『少女ゾンビ』

なんともひどいマンガ…であるはずのものが、時間が経っても忘れることのできない違和感となって残ることがある。今回それに当たるのが、ヒロモト森一の『少女ゾンビ』。この作品から一体何を言えばよいのか。世紀末的叙事詩?殴り書きのような画を主にし、むせかえるような湿気の漂う地上、地の底から湧いてきたかのようなゾンビの群れ*1。ゾンビがなぜ発生したかも、ゾンビ殺しのゾンビがいったい何者なのかも問われずに、ただ、それぞれの場所でのできごとが無造作に投げ込まれる。
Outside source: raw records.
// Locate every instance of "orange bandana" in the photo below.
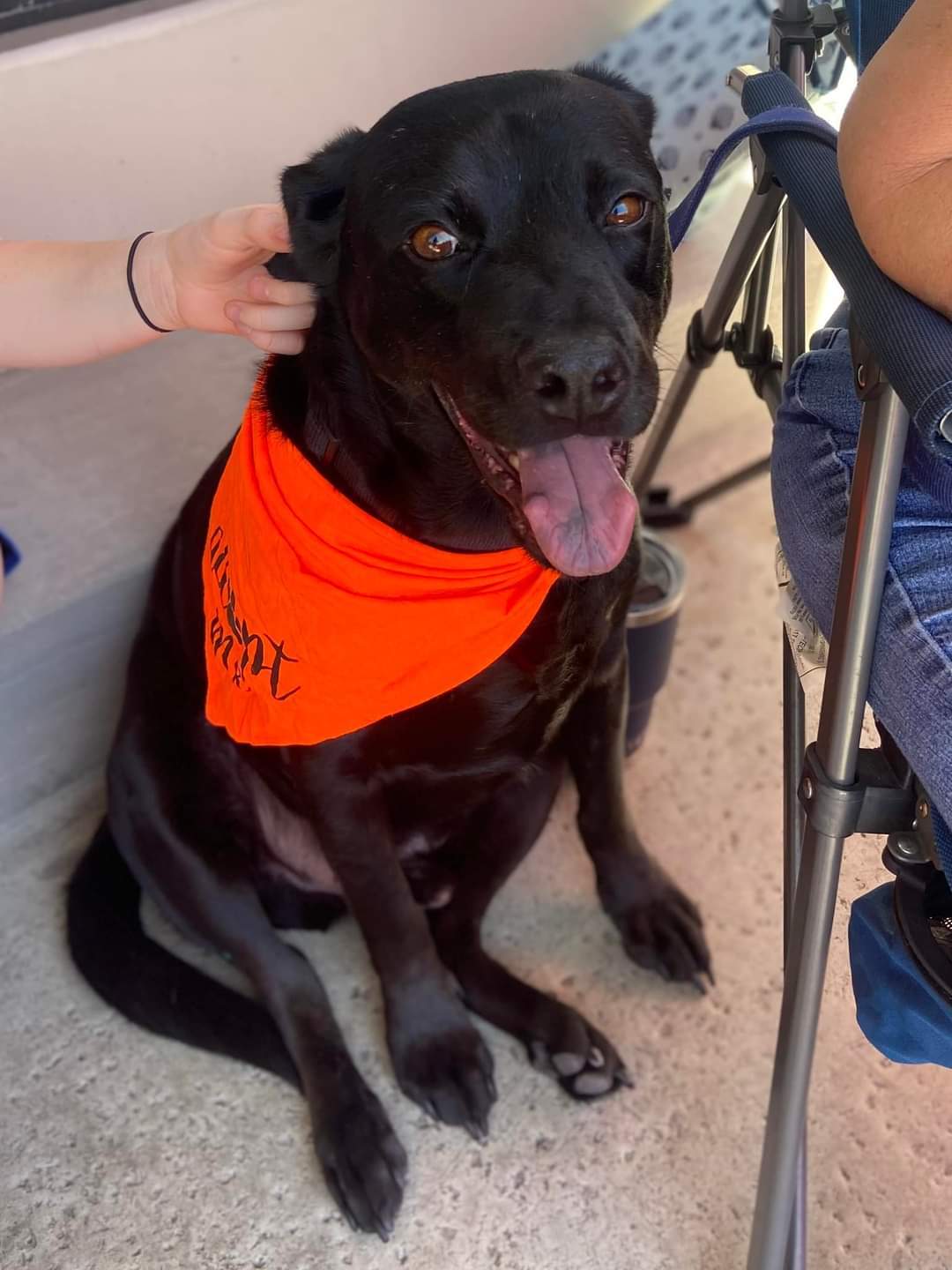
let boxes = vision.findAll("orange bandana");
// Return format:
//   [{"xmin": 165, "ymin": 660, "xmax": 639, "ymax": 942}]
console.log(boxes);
[{"xmin": 202, "ymin": 390, "xmax": 559, "ymax": 745}]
生きている者は知らず死んだ者に噛まれて道連れになり、あるいは生者・死者を問わず艶めかしく張った軀をあらわに徘徊し、まぐわう。画力はある。しかし何かの怨念のように、あるいは反体制的文化の流れに乗り、このような無造作な絵がズラズラと並ぶのだ。そして物語として収斂しそうなネタがまとまり、最後に形となっていく。これはパニック物を形にしたのだろう。しかしなんだこの違和感は。破綻している、と言っていいのかさえも分からなくなる。これがゾンビ、パニックの本格派だと?何と言えばいいのかは、後回しだ。違和感のコレ。

少女ゾンビ (GAコミックス)

少女ゾンビ (GAコミックス)

*1:CG彩色のせいだろう。濃く彩られたCG彩色は、単色印刷で汚らしく、息苦しい様子を作り出す。3色刷りでも同じ!!